For me, I mix it up every day, so in one week I do spinning, yoga, Body Pump, and a cardio and weights session. I like variety, and this is definitely good. If you are new to exercise, just try doing 20 mins of some form of movement to start with and build from there.
4. Relying on the dehydrator. This is something that I myself am guilty of. When I first got my dehydrator I was experimenting like crazy and eating loads of raw crackers and dried fruits. However, I have since realized that dehydrated snacks are good in a pinch- better than many other kinds of snack out there for sure- but to rely on dehydrated foods is robbing your body of the many benefits that can be had from eating food that is fresh. The best way to get the most nutrition from your food is eating food that is fresh and organic. Use your dehydrator with discretion and don’t rely in it for all your food.

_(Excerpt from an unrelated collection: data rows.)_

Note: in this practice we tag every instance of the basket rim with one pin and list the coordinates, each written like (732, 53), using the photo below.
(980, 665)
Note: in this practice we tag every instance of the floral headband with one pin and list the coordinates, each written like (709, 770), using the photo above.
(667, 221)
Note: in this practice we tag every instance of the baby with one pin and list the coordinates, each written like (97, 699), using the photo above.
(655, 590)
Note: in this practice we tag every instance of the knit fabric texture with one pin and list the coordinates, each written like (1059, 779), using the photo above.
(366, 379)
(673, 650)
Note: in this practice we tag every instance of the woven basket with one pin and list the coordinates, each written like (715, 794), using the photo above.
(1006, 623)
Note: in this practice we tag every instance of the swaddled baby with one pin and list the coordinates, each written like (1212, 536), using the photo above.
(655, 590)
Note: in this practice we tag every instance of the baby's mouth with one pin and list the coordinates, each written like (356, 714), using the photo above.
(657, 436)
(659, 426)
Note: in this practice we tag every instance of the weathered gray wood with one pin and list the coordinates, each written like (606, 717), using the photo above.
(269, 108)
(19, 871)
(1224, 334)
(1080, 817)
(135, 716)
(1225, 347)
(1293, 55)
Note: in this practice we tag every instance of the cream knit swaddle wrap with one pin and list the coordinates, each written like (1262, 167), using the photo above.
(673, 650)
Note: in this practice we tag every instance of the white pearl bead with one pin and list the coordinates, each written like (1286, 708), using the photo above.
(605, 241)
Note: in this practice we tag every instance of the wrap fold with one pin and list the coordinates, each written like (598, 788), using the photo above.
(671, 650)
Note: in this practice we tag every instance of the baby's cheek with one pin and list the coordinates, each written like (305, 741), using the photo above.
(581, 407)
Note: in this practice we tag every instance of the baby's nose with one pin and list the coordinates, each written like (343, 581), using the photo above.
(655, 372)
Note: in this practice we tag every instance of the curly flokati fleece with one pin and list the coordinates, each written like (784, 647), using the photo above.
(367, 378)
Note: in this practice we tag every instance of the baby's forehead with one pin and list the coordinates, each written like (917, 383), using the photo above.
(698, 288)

5. Loss of motivation. Like with all diets, when people start eating raw, they have a lot of gusto and enthusiasm. But once life sets in, this motivation can wane, and slowly, people go back to eating the same way they used to. I don’t look at eating a high raw diet as a “diet” per se, but as an actual lifestyle in which I choose to feed myself the healthiest, freshest food that is available to me.
Even though I have a supportive partner, who is a vegetarian, he doesn’t eat all raw foods himself. So this can sometimes affect my motivation. I don’t always want to eat different meals at different times than him, and if I am not teaching classes for a few weeks, then sometimes I don’t meet any other raw foodists for a while. This is when I can lose a bit of motivation and will start to eat more cooked foods- which often cause me to feel sluggish instead of light.
It can be highly beneficial to have a friend or partner to experience the raw journey with you. It can be highly motivational to know that you are not alone. These days, there are so many great websites with forums that you can join to talk regularly to like-minded people. I also recommend joining raw food classes running in your local area, so you can meet other people nearby to you who are interested in their health and eating raw. Look up your local paper and find out about any raw or vegan pot lucks that might be going on which you can join. Check meetup.com to see if there is a raw food group in your area. And share your passions and experiences with other people- get your friends involved if they are interested in their health- but don’t be pushy, as you don’t want to put any friends offside.
Being conscious of these issues which can cause you to fall off the wagon is really important so that you can experience the greatest success and happiness from eating raw.
Are there any problems that you have experienced which have led you to start eating more cooked or unhealthy foods?